Cavity Ringdown Spectroscopy (CRDS)

Cavity ringdown spectroscopy (CRDS) is a sensitive technique for measuring the absorbance of a substance. It was originally developed as a tool for determining the reflectivity of mirrows, and has since been widely employed in measuring weak spectroscopic transitions and concentrations of trace gases. Early work with CRDS was limited to the visible region of the spectrum because the high-reflectivity mirrors required by the technique were not available in other regions of the electromagnetic spectrum. Recently, though, high-reflectivity mirrors have become available in the mid-infrared area, enabling high-sensitivity and high-resolution studies of weak vibrational bands, as well as vibrational bands of molecular ions that can only be produced at very low concentrations.

Experimental Technique

An overview of the ringdown experimental technique.

CRDS requires a stable optical cavity, formed with two highly reflective (R > 99.98%) concave mirrors. In the continuous-wave (cw) version of the technique that we use, a cw laser is directed into the cavity, and the length of the cavity is dithered with a piezoelectric crystal. As the length of the cavity changes, the frequency of light that is resonant with the cavity also changes. When the cavity becomes resonant with the laser, light begins to enter the cavity. Its intensity builds up as it reflects back and forth, but also leaks out at a rate that depends on the losses of the mirrors, the intracavity light intensity, and the presence of any molecules that absorb light at that frequency.

The equations used to derive the absorption cross section from the ringdown time constant measurement.

The light leaking out of the cavity is directed onto a detector, and when the signal reaches a predetermined threshold value, the laser beam is diverted away from the cavity by using an acousto-optic modulator. The intracavity light decays exponentially (or, "rings down") with a characteristic time constant τ, which is related to the product of the absorption cross-section and number density (Nσ, or effective absorbance, α), the reflectivity of the mirrors (R), and the distance between the mirrors (L). When an absorbing species is present, the intracavity intensity decays more rapidly owing to the absorption, and τ decreases. After measuring τ for several ringdown events at one frequency, we then tune the laser to a new frequency, measure the new time constant, and repeat until we have covered the spectral region of interest.

Advantages of cw-CRDS

Our CRDS system has a minimum detectable absorption coefficient of ~2x10^-9cm^-1. This is equivalent to being able to measure an absorbance of <5 x 10^-7, which is several orders of magnitude more sensitive than a typical laboratory UV/Vis or FTIR spectrometer. Part of the reason for this increased sensitivity is that because we measure a time constant and not an actual intensity, the measurement is immune to intensity fluctuations in the light source. This is unlike typical absorbance measurements, in which intensity fluctuations are usually the dominant source of uncertainty in the absorbance measurement. As a direct absorption technique, CRDS is generally applicable to any molecule, as it does not depends on any "special" molecular properties.
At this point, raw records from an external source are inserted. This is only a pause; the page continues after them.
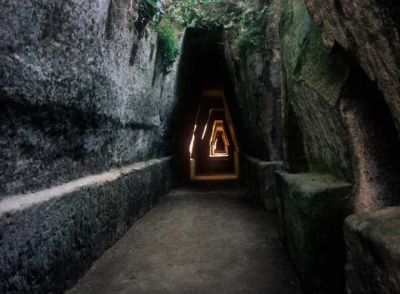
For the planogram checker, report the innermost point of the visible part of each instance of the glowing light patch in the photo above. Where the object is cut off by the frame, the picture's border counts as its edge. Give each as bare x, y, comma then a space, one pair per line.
218, 134
192, 141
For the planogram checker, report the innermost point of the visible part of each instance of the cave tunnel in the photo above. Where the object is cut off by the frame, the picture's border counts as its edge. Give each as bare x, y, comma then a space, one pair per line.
204, 139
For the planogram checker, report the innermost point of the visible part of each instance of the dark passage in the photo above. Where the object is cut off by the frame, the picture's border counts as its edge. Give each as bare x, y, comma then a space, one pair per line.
202, 116
198, 240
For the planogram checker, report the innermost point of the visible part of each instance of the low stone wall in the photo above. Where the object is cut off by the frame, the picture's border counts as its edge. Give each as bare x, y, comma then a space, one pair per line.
50, 238
373, 252
312, 210
259, 178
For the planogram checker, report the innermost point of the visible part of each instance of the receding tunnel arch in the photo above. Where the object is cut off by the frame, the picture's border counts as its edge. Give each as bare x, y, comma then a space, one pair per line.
202, 72
213, 150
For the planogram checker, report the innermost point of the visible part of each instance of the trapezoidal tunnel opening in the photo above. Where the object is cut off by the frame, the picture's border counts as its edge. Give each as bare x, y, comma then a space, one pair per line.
203, 135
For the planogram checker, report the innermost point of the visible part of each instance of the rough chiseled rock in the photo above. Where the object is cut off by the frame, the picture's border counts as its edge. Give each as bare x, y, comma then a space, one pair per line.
259, 177
48, 239
256, 79
313, 81
312, 209
369, 31
373, 252
81, 91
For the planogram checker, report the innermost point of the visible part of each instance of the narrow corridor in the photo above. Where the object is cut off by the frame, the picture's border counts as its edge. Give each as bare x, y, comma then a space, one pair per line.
212, 239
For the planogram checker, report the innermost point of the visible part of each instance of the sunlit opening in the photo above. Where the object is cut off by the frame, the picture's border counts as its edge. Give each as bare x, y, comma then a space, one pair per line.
219, 143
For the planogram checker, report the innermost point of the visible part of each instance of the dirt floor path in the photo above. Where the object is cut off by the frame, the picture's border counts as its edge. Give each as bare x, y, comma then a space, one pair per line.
197, 240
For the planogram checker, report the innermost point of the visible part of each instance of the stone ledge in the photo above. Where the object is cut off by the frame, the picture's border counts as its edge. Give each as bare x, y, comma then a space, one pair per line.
312, 209
50, 238
259, 177
373, 252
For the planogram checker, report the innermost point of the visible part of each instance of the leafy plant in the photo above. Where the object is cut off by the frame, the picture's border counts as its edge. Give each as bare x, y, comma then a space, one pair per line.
168, 42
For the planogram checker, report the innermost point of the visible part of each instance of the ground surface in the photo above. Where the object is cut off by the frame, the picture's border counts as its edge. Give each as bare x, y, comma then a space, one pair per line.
197, 240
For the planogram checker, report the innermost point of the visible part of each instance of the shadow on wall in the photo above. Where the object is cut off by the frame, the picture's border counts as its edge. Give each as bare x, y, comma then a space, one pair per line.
375, 142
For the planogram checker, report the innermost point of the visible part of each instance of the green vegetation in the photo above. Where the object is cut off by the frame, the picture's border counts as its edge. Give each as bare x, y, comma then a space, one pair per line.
246, 22
168, 42
243, 18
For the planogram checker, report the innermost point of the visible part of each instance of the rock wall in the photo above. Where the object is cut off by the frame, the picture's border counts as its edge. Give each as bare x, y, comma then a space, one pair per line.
81, 90
312, 82
255, 76
50, 238
340, 62
373, 252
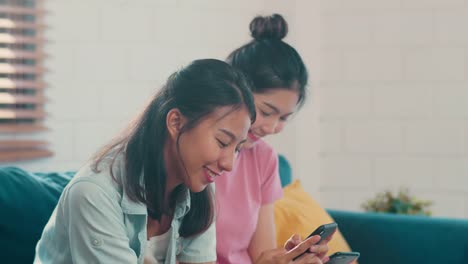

Finally, because this technique is gas-phase, there is no need to account for solvent shifts in the measurements, meaning that our measurements directly probe structure and intramolecular dynamics, and can be easily used to search for molecules in space, or as benchmark data for improving computational chemistry methods.

High-Repetition-Rate CRDS

We are currently working on implementing changes to our ringdown system to greatly increase the rate at which we are able to acquire ringdowns. By keeping the cavity at a fixed length and using a feedback loop, it is possible to “lock” the laser to a cavity resonance, so laser light is always being coupled into the cavity (note: the time that the laser is diverted away from the cavity by the AOM is sufficiently small to maintain a frequency lock when the laser is returned to the cavity). To scan to a different wavelength, the piezo-mounted mirror is slightly moved, and the laser wavelength automatically adjusts to stay locked. By using this method, the ringup and ringdown time constants are the primary factors that limit the rate at which ringdown events can be collected. This will allow for tens of thousands of ringdowns to be collected per second as opposed to the 10-100 per second acquired in the normal CRDS technique. By using the same integration time as traditional CRDS, the S/N can be improved by over an order of magnitude.